Projekt

Daten zum Projekt

Medieval Art in Eastern Europe: Art, Architecture, and Visual Culture at the Crossroads of the Latin, Greek, and Slavic Cultural Spheres (Fellowship von Dr. Alice Isabella Sullivan am Dahlem Humanities Center, FU Berlin)

Zur Projekt-Website

Initiative: Postdoctoral Fellowships in den Geisteswissenschaften an Universitäten und Forschungsinstituten in Deutschland und den USA
Ausschreibung: Postdoctoral Fellowships in den Geisteswissenschaften an Universitäten und Forschungsinstituten in Deutschland
Bewilligung: 27.03.2019
Laufzeit: 1 Jahr

Projektinformationen

This project engages with the transmission and appropriation of western medieval, byzantine, Slavic, and Islamic artistic traditions along those developed locally in the artistic production of Eastern Europe during the late medieval period (14th-16th c).
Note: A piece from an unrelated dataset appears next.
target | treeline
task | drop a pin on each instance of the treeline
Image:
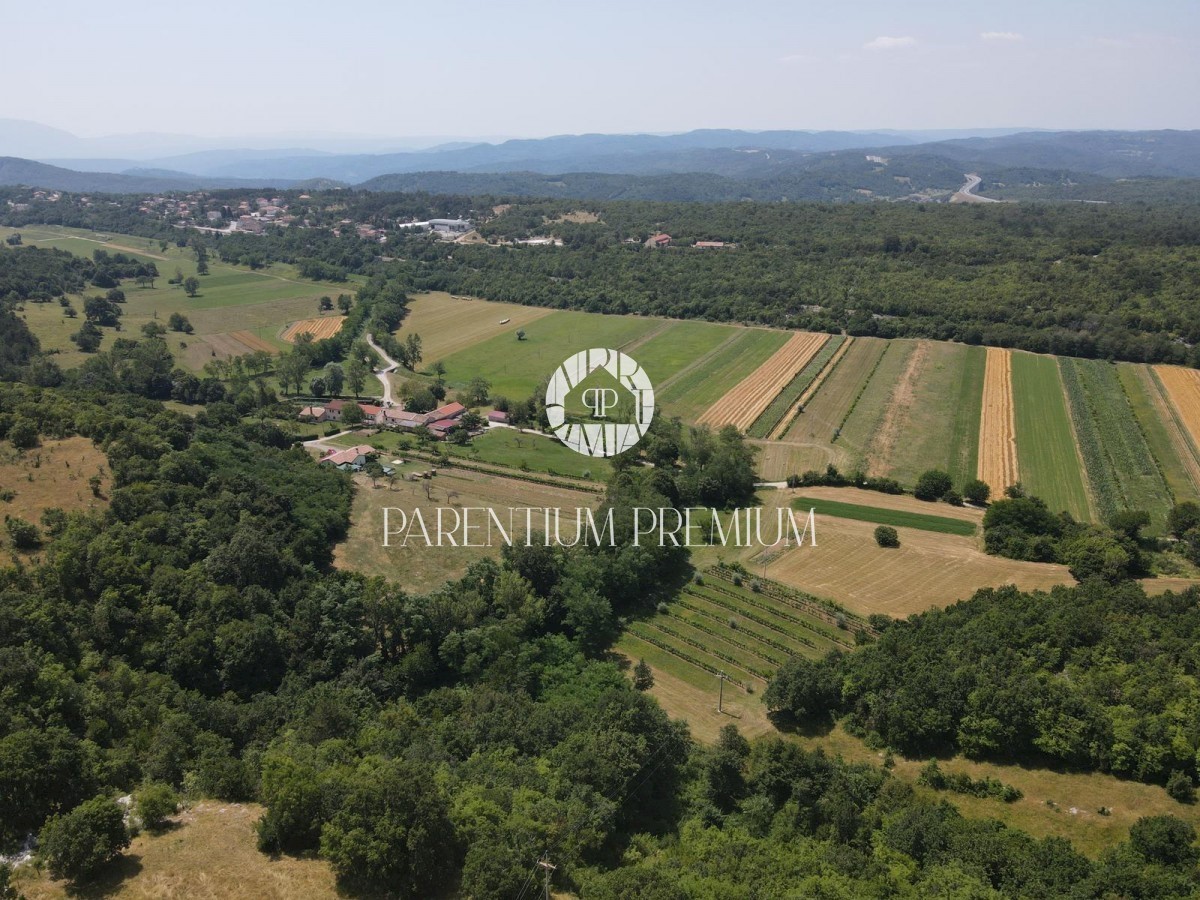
(1096, 677)
(1083, 280)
It deals with the transformations of Byzantine artistic forms in Serbia, Bulgaria, and the Romanian principalities of Wallachia, Moldavia, and Transylvania in the century before and after the fall of Constantinople in 1453, and the visual eclecticism in the artistic production of these regions. This project entails the first art historical publication to examine and contextualize the developments in Moldavian art and architecture from c.1450 to c.1550. During this period, Moldavia emerged as a Christian frontier at the crossroads of western European, Slavic, Byzantine, and Ottoman cultures. Contacts with neighboring regions resulted in the local assimilation of select elements from distinct visual traditions most evident in the painted and fortified Orthodox monastic churches built under the patronage of Stephen III (r. 1457-1504) and his heir, Peter Rare? (r. 1527-1538; 1541-1546). The project addresses the compound visual character of the Moldavian churches, the historical circumstances under which they were built, and the complexities of cross-cultural exchange and the processes of visual translation in Eastern Europe during the later Middle Ages. Moreover, it explores the varied dimensions of Orthodox monastic spaces in relation to dynastic, economic, political, and military concerns on the part of the patrons.